Defence and Energy Stocks Surge Amid Escalating US-Israel-Iran Conflict

Web Reporter
4 Min Read

As the US and Israel launched airstrikes on targets in Iran and Lebanon over the past few days, and Iran retaliated with missile attacks on Israel and Gulf states, the death toll has climbed into the hundreds. While global diplomacy is racing to contain the crisis, certain defence contractors and energy companies have emerged as early beneficiaries on international markets.

Lockheed Martin, the world’s largest defence contractor by revenue, reached a record high on Monday, closing at $676.70 after rising more than 4%. Its F-35 fighter jets, precision munitions, and radar systems are playing a key role in the ongoing operations. Other US defence firms also gained sharply, with Northrop Grumman up 6%, RTX rising nearly 5%, and L3Harris Technologies and General Dynamics posting solid gains. Data-analytics firm Palantir Technologies, which supports intelligence operations, jumped almost 6%.

European defence companies saw more modest increases. Germany’s Renk and Italy’s Leonardo rose as investors anticipated potential growth in NATO procurement and export contracts. Analysts said the conflict could accelerate already planned defence budgets in Washington and European capitals, especially as the military campaign is expected to continue for several weeks.

The gains in defence stocks contrast with broader market declines, as the geopolitical crisis has spurred risk-off behaviour in equities. Energy companies have been another standout, benefiting from disruptions to global oil and gas supplies.

Iranian retaliatory strikes included attacks on facilities in Saudi Arabia and Qatar, and threats to close the Strait of Hormuz, a critical shipping lane that carries roughly 20% of the world’s seaborne oil.

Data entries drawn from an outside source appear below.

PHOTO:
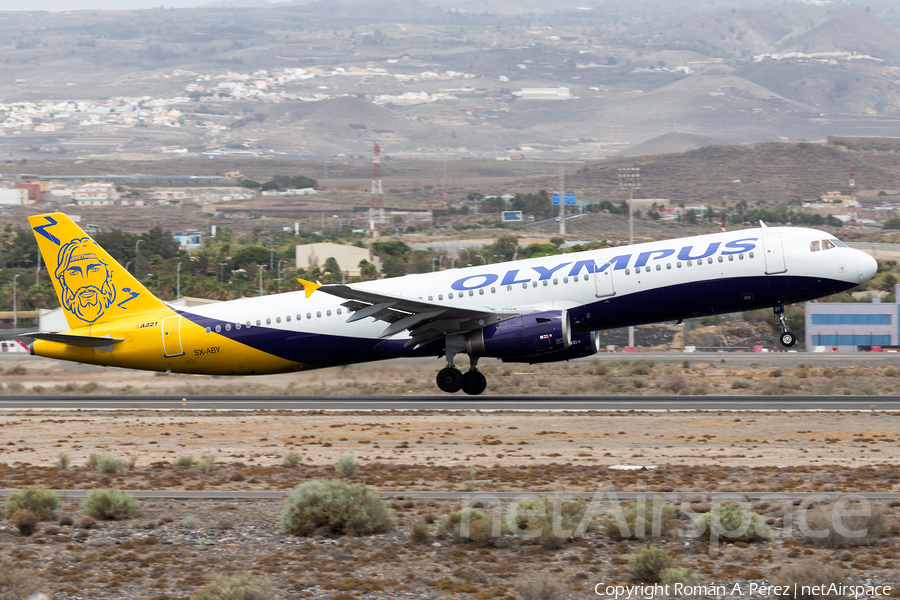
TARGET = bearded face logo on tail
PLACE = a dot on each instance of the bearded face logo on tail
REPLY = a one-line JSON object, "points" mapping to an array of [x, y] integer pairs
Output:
{"points": [[85, 280]]}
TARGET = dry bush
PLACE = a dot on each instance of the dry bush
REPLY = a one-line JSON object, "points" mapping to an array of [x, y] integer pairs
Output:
{"points": [[242, 586], [725, 521], [17, 583], [640, 517], [649, 563], [206, 465], [291, 460], [472, 525], [110, 505], [823, 522], [811, 573], [533, 588], [339, 507], [183, 461], [43, 503], [25, 521], [537, 514], [86, 522], [346, 466], [420, 534]]}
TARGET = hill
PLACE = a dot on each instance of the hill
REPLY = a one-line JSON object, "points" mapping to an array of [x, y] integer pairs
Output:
{"points": [[755, 173], [848, 29], [404, 11], [671, 142]]}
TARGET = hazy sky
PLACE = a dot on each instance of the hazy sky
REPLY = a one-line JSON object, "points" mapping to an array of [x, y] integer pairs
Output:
{"points": [[64, 5]]}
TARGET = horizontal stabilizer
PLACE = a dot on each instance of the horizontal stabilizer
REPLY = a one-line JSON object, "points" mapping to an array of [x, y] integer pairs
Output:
{"points": [[75, 340]]}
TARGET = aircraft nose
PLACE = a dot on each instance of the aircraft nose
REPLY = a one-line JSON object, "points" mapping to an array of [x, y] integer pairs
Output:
{"points": [[867, 267]]}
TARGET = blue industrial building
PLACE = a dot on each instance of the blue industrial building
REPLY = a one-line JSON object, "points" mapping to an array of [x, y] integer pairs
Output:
{"points": [[846, 326]]}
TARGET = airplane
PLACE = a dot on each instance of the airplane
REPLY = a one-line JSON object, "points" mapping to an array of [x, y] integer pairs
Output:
{"points": [[537, 310]]}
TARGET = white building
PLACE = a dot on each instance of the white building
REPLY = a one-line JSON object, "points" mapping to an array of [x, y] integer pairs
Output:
{"points": [[544, 94], [13, 197], [347, 257], [96, 194]]}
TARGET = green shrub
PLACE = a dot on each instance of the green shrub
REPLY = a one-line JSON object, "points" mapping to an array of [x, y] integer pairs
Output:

Brent crude surged past $85 per barrel, its highest level since 2024, while West Texas Intermediate traded around $76.

Major oil producers also recorded sharp gains. ExxonMobil climbed over 4% to a record high, while Chevron, Occidental Petroleum, and ConocoPhillips posted comparable rises. European oil firms, including Shell and TotalEnergies, advanced in line with the global price surge.

The conflict has also disrupted liquefied natural gas (LNG) production. QatarEnergy announced a halt to output at its Ras Laffan and Mesaieed facilities following Iranian drone strikes. European benchmark TTF gas prices jumped more than 50% to €62 per megawatt hour by Tuesday. LNG exporters including Cheniere Energy, Venture Global, and Woodside Energy experienced intraday gains as traders reacted to potential supply shortages. Analysts cautioned that rerouting LNG would take time due to shipping and contractual constraints, leaving markets highly sensitive to geopolitical developments.

The European Commission said it is monitoring energy prices and supplies closely. It will convene an Energy Task Force this week with Member States and coordinate with the International Energy Agency to assess the situation.

As the conflict enters its fourth day, defence and energy markets remain volatile, reflecting expectations of sustained military activity and ongoing threats to global energy flows.